Recker hurried to the main console, which was covered in keypads, switches, touch-sensitive panels and many smaller displays. Confidently, he brought the hardware out of deep sleep and waited for it to reach an operational state. The top panel lit up and a moment later, the wall screens did likewise, though they only showed static.
“Are those the external feeds, sir?” asked Vance. The pale light from the screens made him appear ghostly – more dead than alive.
“I think so,” said Recker. “It’ll take a few seconds for the link to stabilise.”
He didn’t wait for the link and called up the menu on one of the console displays. Scrolling through the list told Recker he was in the right place, and he spotted several options he wanted to explore.
“Bring over those data extractors,” he said on the comms. “There’s a wide bore port to my left and another further along. Plug in and I’ll see what I can find.”
“What data are you targeting?” asked Sergeant Shadar, rising from a crouch over by the furthest exit.
“Primarily weapons schematics and technical files. The flight logs shouldn’t take up much room, so I’ll take those as well. Rest assured, Sergeant – the human and Daklan requirements are aligned. Whatever I choose will benefit both our species.”
The response was enough for Shadar and he dropped out of sight again. Recker got on with it, finding that he was becoming so familiar with the Meklon control software that he could operate it without too much thought, allowing him to focus on sifting through the available files.
Meanwhile, the sensor links stabilised and the wall screens displayed images of space, along with numerous feeds of Q
ul and other planets in the Lanak system. This revealed that the Meklon had deployed an extensive network of monitoring satellites. Two of the sensors were locked on the missile cratered Aktrivisar and tracked its slow path around the space station. Recker was interested, but he couldn’t spare the time to study the feeds.
Corporal Hendrix was crouched low nearby, her med-box on the floor and her gauss rifle aimed at the entrance door. “How long will it take to fill those cubes, sir?” she asked through the chin speaker on her helmet.
“Got a date, Corporal?”
“Unfortunately not, sir.”
“The extraction shouldn’t take longer than five minutes through these interface ports. It’s finding the right data to feed them with that’s going to take longer. We’ve only got this one chance and if we leave with junk, the mission will have failed.”

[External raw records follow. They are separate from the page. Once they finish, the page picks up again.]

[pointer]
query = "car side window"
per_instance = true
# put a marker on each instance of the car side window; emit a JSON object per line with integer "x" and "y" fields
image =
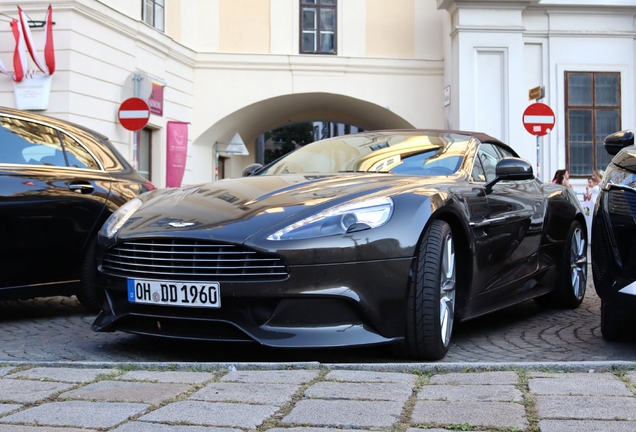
{"x": 77, "y": 155}
{"x": 478, "y": 174}
{"x": 24, "y": 142}
{"x": 489, "y": 158}
{"x": 504, "y": 152}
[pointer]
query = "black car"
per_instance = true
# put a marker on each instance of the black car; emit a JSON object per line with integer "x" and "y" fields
{"x": 59, "y": 182}
{"x": 613, "y": 233}
{"x": 374, "y": 238}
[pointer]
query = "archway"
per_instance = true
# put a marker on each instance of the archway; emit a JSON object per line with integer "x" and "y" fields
{"x": 253, "y": 120}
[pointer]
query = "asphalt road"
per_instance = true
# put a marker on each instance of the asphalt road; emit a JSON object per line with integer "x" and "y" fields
{"x": 58, "y": 329}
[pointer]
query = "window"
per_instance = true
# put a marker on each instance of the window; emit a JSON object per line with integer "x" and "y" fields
{"x": 25, "y": 142}
{"x": 318, "y": 26}
{"x": 592, "y": 111}
{"x": 152, "y": 12}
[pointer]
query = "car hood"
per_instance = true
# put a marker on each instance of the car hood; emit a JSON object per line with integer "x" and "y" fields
{"x": 235, "y": 209}
{"x": 626, "y": 158}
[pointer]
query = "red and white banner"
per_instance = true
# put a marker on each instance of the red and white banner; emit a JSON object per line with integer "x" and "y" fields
{"x": 177, "y": 142}
{"x": 48, "y": 66}
{"x": 24, "y": 42}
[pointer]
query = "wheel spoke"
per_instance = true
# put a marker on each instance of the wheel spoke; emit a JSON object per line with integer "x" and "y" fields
{"x": 578, "y": 263}
{"x": 447, "y": 290}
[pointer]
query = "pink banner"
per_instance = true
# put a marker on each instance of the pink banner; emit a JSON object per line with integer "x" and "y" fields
{"x": 177, "y": 141}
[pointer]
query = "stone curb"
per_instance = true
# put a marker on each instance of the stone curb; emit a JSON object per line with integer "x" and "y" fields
{"x": 385, "y": 367}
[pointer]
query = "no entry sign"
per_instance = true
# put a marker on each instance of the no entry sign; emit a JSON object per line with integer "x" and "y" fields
{"x": 134, "y": 114}
{"x": 538, "y": 119}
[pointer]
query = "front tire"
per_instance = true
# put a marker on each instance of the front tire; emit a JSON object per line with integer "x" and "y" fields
{"x": 431, "y": 297}
{"x": 572, "y": 276}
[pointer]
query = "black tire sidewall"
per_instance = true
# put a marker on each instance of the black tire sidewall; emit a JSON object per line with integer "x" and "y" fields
{"x": 423, "y": 334}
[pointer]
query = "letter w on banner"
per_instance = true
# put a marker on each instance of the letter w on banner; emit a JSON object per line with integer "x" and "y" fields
{"x": 31, "y": 88}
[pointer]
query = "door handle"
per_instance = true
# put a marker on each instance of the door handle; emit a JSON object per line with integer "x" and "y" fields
{"x": 81, "y": 187}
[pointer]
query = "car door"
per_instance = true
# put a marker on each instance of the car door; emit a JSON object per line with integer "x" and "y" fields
{"x": 52, "y": 191}
{"x": 507, "y": 251}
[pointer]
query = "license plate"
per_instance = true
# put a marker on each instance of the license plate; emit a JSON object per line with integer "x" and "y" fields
{"x": 188, "y": 294}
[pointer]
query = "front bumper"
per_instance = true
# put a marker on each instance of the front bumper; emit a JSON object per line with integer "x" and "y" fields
{"x": 345, "y": 304}
{"x": 613, "y": 246}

“You think the Galactar will destroy Excon-1 when it arrives?” This time Hendrix made no effort to hide her nervousness.
“I don’t want to run into the Galactar either, Corporal,” he assured her. “But yes – when it gets here, I think it’ll destroy Excon-1. Even if it doesn’t, I can’t recommend to my superiors that we return to the Lanak system. The risks are too high.”
While he talked, Recker continued his search. He’d already confirmed this was one of three main flight control stations on Excon-1 and, while it had no access to the space station’s weaponry, it did have access to the central file repository. It also controlled something called a Gateway, which Recker was determined to check out.
He identified a few thousand files which looked interesting and he copied them to the two data boxes, noticing that Litos remained close by to watch for any funny business. Recker didn’t even pretend to be upset. He certainly wasn’t intending a betrayal and he continued his search for useful data.
“Can you access everything, sir?” asked Hendrix.
“Everything we need.”
“That’s good.”
Recker located an enormous, encrypted file relating to the Gateway. While he couldn’t access the contents, it wasn’t copy-locked which meant he could put it onto the data cubes. Unfortunately, this one file would occupy sixty percent of their storage capacities.